Parallel resistance and heat problem

[KauGan]

Homework Statement

A heater joined in parallel with a 60W bulb is connected to the mains. If 60W bulb is replaced by a 100W bulb, will the rate of heat produced be more/less/remain the same ?


Potential Difference = 220V

Homework Equations

H= VIt = I^2Rt = V^2*t/R
P= VI

The Attempt at a Solution

R= (V^2/P)
= 48400/60
=806.6 ohms

R = V^2/P
= 48400/100
= 484 ohms

I=V/R
= 220/806.6
= 0.27 A
I = V/R
= 220/484
= 0.45 A

I am stuck here.
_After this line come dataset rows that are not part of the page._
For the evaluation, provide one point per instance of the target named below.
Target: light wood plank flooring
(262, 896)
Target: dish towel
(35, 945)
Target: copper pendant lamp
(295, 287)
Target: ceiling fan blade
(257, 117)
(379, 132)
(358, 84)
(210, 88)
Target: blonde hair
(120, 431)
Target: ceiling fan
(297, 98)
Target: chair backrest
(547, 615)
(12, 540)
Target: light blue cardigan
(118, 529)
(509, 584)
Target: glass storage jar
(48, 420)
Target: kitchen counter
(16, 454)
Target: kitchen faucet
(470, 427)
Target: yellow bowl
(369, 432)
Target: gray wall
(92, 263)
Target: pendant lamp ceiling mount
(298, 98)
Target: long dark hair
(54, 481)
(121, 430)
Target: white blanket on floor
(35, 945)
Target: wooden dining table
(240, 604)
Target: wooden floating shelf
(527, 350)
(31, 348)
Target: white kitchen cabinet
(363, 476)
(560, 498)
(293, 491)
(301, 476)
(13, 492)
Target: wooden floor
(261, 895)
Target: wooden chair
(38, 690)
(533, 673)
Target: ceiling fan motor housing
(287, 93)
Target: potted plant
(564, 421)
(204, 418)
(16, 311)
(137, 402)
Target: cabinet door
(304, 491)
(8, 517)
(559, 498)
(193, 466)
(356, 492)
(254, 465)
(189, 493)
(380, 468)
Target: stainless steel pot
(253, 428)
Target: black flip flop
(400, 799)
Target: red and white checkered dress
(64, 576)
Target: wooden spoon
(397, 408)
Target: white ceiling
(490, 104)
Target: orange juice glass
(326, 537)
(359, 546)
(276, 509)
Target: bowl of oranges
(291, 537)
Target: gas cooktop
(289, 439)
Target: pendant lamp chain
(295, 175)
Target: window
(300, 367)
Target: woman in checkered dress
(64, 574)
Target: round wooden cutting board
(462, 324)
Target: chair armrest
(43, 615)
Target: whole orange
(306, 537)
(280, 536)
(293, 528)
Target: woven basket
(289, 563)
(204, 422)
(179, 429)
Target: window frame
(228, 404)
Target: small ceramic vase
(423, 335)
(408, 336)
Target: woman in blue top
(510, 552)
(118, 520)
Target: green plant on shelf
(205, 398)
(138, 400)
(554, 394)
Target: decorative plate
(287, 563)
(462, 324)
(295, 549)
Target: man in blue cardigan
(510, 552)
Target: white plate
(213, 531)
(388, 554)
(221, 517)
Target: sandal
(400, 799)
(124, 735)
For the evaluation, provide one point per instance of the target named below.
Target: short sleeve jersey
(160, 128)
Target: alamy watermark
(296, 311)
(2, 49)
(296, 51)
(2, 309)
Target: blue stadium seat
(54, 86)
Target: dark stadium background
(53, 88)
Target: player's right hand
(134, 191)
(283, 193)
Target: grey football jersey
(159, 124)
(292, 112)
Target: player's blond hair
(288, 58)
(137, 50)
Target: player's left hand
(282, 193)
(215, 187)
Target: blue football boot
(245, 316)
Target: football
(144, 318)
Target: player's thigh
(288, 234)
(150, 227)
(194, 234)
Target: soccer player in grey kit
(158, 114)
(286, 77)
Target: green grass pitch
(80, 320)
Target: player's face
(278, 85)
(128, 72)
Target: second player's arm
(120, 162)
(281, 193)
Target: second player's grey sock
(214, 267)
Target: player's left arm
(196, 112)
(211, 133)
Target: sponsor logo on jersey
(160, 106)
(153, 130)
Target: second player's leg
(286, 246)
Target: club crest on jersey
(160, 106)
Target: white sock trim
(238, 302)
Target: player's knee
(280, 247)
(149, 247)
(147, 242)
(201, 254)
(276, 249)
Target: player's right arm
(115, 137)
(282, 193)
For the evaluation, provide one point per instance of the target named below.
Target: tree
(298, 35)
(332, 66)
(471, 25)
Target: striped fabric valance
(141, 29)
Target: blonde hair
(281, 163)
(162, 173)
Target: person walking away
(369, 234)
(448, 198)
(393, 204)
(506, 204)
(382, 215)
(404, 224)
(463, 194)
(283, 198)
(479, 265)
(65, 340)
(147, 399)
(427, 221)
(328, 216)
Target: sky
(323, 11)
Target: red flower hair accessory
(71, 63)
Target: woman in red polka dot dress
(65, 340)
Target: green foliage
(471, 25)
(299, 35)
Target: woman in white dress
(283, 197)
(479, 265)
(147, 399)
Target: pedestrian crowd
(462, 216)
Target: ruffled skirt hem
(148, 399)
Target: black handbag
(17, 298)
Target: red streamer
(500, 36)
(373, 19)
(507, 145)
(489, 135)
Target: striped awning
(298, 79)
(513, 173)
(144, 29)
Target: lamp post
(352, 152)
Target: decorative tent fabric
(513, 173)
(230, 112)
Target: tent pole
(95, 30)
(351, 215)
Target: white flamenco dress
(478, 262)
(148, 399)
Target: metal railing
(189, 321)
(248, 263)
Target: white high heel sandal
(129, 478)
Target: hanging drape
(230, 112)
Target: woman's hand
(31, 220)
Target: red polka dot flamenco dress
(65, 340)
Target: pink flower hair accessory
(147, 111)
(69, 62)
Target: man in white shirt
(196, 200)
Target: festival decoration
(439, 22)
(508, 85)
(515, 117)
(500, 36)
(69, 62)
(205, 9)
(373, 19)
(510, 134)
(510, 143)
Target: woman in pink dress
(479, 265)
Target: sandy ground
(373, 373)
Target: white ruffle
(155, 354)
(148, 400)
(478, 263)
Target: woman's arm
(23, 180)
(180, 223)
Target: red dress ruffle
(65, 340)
I noticed that it is given 'rate of heat' which is rate of energy which is again nothing but power.
I don't know what I'm finding in the problem.
How do I calculate the rate of heat of the heater in parallel with the bulb ?
Has parallel connection of the bulb and heater anything to do with the problem, or is it just to confuse us?

 

[lewando]

You must first decide if the question is asking about the heat generated by the heater or by the total system (heater plus bulb).

 

[rl.bhat]

H = v^2*t/R.

In parallel combination, V is the same for all components. So by connecting 60 W bulb or 100W bulb will not change the resistance of the heater or the voltage across. So H remains the same.